Not for the pleasures of the flesh, companionship, knowledge, or anything of the like. No, the only lust in Tom Riddle’s life was the lust for power. Everything else was merely a stepping stone on his quest for it.
Which led him to the current debacle. Stuck in a chateau in the Alps with a woman, a wailing newborn, and a nursemaid. Though, not stuck in a literal sense, per se, but a more metaphorical one.
For the past few years, Tom had been toying with the idea of conceiving an heir. Not particularly with the idea of passing on his possessions and legacy, especially since he’d already taken steps to insure his immortality, but more along the line of strengthening his upcoming empire. A child he could mold into the perfect little soldier.
This was what led him to Avis Angevin; a dark-haired, rich socialite he’d met in Albania during his travels. Originally, he’d passed her off as too vapid and vain to be worth his time. Sure, she could be considered pretty enough, but nothing too tempting to warrant subjugating himself to her company. His perspective on the matter did change once he resolved to obtain an heir. She then became the perfect candidate for what he needed. Born to the Angevin family, a large and prominent family with a magical history dating back to the 1600s, she was practically guaranteed to produce a child of significant power. Not to mention the wealth tied to her name.
So Tom moved to Albania with the intention of wooing Avis and her family. Avis proved to be as malleable to his machinations as he had predicted; she was very quickly besotted with Tom, though her family was more hesitant to the match. Of course, they were charmed by him, but his heritage proved to be a bit… lackluster in their eyes. His connections to Salazar Slytherin prevented him from being laughed out of their home, but his status as a half-blood was nearly unforgivable.
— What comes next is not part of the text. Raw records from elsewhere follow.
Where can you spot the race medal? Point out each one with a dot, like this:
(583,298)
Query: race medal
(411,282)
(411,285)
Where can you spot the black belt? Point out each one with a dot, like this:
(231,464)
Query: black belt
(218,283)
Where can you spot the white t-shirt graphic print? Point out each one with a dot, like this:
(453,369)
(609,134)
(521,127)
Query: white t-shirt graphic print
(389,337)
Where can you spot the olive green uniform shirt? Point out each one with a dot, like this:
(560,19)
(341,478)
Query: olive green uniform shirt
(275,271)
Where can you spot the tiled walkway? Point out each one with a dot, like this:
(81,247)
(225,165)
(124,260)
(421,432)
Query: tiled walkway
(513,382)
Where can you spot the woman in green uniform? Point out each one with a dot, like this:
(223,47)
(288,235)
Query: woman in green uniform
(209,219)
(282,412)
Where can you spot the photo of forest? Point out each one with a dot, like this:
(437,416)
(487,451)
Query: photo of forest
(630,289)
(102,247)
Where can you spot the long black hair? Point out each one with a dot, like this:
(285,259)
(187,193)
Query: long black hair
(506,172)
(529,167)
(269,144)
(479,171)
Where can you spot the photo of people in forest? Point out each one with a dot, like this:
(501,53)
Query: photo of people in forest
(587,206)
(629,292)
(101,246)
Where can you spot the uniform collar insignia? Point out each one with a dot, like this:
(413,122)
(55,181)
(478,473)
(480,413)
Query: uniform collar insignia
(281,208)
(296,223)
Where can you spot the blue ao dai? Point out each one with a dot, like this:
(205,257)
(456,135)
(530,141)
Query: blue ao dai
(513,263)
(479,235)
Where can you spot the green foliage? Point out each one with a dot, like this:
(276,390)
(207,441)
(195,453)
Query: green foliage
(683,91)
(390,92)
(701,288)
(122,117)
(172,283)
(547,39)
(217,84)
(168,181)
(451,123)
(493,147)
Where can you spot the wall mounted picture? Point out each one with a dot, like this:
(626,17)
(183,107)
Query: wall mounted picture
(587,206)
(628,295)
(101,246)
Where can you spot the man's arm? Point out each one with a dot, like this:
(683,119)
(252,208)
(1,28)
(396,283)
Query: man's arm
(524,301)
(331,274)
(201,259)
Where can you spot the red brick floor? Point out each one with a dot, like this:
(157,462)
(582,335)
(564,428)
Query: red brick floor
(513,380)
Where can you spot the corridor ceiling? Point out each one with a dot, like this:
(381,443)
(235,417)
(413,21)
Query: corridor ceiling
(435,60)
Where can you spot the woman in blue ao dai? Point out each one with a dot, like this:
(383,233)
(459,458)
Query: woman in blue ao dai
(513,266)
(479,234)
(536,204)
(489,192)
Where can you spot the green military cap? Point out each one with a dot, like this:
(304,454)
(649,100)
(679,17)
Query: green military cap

And so Tom, ever the pragmatist, convinced the very pretty, very stupid Lady Avis to elope with him. They had a very modest ceremony in a German Vineyard before hiding away in one of her family’s many summer homes. A small chateau nestled in the Swiss Alps.
Once Avis became with child, Tom took more and more time away from the chateau. In order to keep his new wife complacent as well as help her with the pregnancy, Tom outsourced the help of one of the Angevin family’s servants who had been raised alongside Avis. Though originally wary of bringing in another to potentially mess up his plot, the servant girl had proved herself to be trustworthy and competent enough in her assigned tasks. Avis’s constant pestering of Tom had petered out.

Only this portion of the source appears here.